TripleO is an OpenStack deployment and management tool we’ve been using on the production systems for a while now. As TripleO is an upstream project for the Red Hat OpenStack Platform Director one would expect a decently working tool able to manage large-scale OpenStack deployments. What is our experience with TripleO?
Six months have passed since we deployed a private cloud in our company. Our cloud is based on the RDO distribution of OpenStack Mitaka running on top of RHEL 7. I have to say that we’re very happy with our cloud-based environment. OpenStack simplified the management of virtual machines and boosted the productivity of our engineering team which enjoys the self-service provided by the OpenStack APIs. Our test automation creates and destroys many virtual machines a day making sure that our software product is tested in a clean and well-defined environment. OpenStack quickly became a critical part of our infrastructure.
Hence we were less pleased when the last week a routine maintenance of the OpenStack cluster turned into an unplanned downtime of two compute nodes. But before we get to the problem itself let me introduce you to the specifics of how we manage the OpenStack cluster.
Overcloud maintenance is a challenge
A cloud life-cycle management tool of choice in the RDO distribution is TripleO. I published an article about my initial experience with TripleO a while ago: TripleO Installer - the Good, the Bad and the Ugly. Overall, the way how TripleO configures the OpenStack cluster is rather less flexible. After spending time on customizing and patching TripleO we decided that there must be an easier way. Eventually, we implemented our own set of Ansible scripts that allow an additional fine-grained configuration of OpenStack nodes. After the
openstack overcloud deploy command is complete we run our Ansible scripts to apply an additional configuration to the overcloud. There are two benefits to this approach. First, we don’t have to patch TripleO scripts which will be upgraded in the next release of OpenStack. And second, we can keep using Ansible which is our favorite configuration tool.

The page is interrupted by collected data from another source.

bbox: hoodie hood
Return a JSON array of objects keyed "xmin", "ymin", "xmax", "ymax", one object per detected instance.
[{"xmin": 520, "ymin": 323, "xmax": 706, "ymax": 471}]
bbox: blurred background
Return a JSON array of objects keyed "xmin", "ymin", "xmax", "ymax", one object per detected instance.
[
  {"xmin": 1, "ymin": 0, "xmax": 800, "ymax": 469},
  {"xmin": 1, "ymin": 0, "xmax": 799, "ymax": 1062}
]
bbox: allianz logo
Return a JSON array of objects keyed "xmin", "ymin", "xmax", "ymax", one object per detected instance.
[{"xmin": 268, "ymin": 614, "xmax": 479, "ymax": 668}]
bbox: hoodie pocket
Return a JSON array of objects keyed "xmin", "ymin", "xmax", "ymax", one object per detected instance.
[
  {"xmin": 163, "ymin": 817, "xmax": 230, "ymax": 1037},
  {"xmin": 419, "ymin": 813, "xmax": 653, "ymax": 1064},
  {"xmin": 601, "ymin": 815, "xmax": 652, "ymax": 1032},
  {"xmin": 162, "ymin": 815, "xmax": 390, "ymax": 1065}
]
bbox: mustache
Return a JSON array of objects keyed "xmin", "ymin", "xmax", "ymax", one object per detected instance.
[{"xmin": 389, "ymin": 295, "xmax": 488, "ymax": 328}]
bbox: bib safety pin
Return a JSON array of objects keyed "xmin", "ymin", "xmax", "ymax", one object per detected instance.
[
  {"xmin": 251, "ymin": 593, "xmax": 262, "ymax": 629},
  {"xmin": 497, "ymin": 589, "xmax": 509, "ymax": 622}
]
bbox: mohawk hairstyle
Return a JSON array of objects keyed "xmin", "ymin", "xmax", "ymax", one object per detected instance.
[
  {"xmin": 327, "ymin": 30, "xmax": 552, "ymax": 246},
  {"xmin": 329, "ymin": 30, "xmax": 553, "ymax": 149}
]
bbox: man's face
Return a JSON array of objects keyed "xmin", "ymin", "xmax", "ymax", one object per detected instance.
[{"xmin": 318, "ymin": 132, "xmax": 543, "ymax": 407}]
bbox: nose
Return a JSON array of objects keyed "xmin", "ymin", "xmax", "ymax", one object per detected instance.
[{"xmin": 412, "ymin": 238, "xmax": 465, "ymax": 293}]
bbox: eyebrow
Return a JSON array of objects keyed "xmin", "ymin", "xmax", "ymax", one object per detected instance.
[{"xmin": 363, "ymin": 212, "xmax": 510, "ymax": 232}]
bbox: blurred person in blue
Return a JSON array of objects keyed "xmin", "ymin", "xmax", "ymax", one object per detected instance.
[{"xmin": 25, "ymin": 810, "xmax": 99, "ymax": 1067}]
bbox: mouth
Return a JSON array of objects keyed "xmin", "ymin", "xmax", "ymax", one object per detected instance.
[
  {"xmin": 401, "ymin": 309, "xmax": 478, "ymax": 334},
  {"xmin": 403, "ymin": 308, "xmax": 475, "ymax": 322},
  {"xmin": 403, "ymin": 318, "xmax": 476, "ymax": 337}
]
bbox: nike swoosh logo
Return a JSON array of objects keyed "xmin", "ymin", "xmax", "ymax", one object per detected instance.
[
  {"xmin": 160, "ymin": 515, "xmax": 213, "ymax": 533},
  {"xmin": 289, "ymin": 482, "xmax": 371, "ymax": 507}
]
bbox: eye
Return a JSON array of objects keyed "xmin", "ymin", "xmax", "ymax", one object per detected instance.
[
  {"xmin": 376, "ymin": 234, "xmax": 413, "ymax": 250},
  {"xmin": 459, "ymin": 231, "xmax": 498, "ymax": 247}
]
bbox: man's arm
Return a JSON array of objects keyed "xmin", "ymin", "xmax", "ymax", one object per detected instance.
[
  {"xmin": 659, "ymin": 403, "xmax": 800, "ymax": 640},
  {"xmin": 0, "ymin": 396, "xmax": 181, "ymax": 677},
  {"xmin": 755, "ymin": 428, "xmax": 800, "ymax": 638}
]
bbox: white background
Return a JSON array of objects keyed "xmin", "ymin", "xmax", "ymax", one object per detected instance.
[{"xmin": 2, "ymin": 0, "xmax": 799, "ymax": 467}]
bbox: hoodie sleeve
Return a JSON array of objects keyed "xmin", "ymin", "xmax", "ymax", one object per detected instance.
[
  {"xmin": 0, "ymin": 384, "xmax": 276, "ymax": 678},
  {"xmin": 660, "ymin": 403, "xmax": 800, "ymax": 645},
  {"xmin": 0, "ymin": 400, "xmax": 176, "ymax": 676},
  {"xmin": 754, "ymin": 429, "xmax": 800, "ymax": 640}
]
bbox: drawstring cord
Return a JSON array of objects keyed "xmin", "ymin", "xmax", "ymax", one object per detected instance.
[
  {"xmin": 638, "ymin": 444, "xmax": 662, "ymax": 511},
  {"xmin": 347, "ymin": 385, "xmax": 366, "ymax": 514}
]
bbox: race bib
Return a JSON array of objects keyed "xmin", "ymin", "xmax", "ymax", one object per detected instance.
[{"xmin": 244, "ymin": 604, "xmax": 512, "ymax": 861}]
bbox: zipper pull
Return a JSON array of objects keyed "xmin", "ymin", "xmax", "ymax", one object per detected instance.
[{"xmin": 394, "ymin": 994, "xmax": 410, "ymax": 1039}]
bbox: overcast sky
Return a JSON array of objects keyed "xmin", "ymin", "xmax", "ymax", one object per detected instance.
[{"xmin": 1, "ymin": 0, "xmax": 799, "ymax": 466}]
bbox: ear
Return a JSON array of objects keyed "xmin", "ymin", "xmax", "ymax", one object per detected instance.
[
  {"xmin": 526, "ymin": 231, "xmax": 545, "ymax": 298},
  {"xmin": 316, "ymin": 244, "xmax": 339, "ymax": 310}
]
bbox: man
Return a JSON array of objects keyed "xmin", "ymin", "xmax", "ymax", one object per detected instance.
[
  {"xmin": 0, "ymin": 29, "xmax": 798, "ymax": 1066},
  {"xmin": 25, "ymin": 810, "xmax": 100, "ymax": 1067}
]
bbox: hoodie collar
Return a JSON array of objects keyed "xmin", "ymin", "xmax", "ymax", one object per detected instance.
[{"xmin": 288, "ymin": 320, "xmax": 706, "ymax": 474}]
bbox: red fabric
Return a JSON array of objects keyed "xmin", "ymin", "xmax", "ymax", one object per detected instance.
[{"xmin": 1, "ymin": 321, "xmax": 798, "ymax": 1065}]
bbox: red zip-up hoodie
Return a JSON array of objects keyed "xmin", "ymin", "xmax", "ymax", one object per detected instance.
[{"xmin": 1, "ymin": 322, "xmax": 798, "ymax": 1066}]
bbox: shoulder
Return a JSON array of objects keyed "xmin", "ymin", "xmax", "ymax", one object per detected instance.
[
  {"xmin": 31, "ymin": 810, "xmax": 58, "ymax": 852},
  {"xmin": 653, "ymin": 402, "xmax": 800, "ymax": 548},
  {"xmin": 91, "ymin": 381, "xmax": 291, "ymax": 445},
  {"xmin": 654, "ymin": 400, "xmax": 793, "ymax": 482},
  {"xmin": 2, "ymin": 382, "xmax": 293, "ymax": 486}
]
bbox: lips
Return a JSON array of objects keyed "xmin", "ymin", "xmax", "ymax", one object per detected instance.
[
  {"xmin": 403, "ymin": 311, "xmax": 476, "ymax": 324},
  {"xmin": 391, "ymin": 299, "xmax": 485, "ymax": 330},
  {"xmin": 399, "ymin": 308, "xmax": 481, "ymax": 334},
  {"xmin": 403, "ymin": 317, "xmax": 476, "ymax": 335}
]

Having updated the overcloud using TripleO several times we realized that the update procedure is rather unreliable. Some time the TripleO update would fail with an error. Other time the overcloud update would just hang forever. Probably due to the undeterministic behaviour of the Puppet scripts that constitute a substantial part of TripleO we experienced random errors that would not occur again after restarting the update procedure. Situation got worse after we configured the overcloud Keystone to authenticate OpenStack users against Active Directory. The overcloud update would not run into completion anymore due to a defect in the Puppet scripts.
Because fixing the TripleO scripts would require additional effort and the overcloud update would remain a risky operation either way we concluded that we will require a downtime when updating the overcloud. During the downtime period the existing virtual machines are fully operational only the OpenStack services that allow users to create or delete virtual machines or other cloud resources are not available. In the case of our private cloud this was an acceptable albeit not ideal solution.
In summary, we can depict our OpenStack maintenance process like this:
TripleO installer and the resulting downtime
On all our OpenStack nodes we use bonded network interfaces to protect the nodes against network failures. In network interface bonding a pair of physical network interfaces is combined into a single logical interface. This provides redundancy by allowing failover from one physical interface to another in the case of failure.
It happened to us that on two of our compute nodes one physical network interface per bond was not working. In this situation the network connection is still functional but not redundant anymore. Unfortunately, for the TripleO installer this was not good enough. Normally, during the overcloud update the
os-net-config utility configures the node networking. Due to the single network interface down
os-net-config failed to create a correct network configuration. A “safe” default configuration was generated instead which configured all available network interfaces to use DHCP. Unfortunately, we prefer a static network configuration of overcloud nodes and so no DHCP server was available. Hence this “safe” default configuration rendered the two compute nodes unreachable including all the virtual machines that were running on top of them!
We were able to fix the networking issue on the first compute node quickly. However, the physical network interfaces on the second compute node were seriously falling apart. Unfortunately:
The TripleO installer requires that all the overcloud nodes are reachable during the overcloud update.
In the opposite case the update just stays hanging. It turned out that it was not possible to bring all the network interfaces on the second compute node up but eventually we were able to get at least the management interface working. This allowed us to re-run the overcloud update during which we fooled the TripleO installer to believe that the configuration of the problematic compute node was applied sucessfully. After exceeding the two-hour maintanance window by several hours we were finally done.
Here I’d like to summarize our six-months long experience with the TripleO installer:
- In our experience, the configuration of the OpenStack cluster using only the TripleO installer is not flexible enough. As a workaround, we ended up writing a bunch of Ansible scripts.
- The overcloud update can take a very long time to complete and it can fail because of random errors. Also during the update operation all the overcloud nodes have to be reachable by the TripleO installer. For this reason, I personally cannot imagine using TripleO to manage a cluster with more than one hundred nodes.
- As we experienced, the TripleO installer can easily break a working OpenStack cluster. This is a big no-no for a production system.
Overall, I think that the TripleO installer in the Mitaka version of OpenStack would need more work to become production ready. In the meantime, we’re continuing with patching of what we have.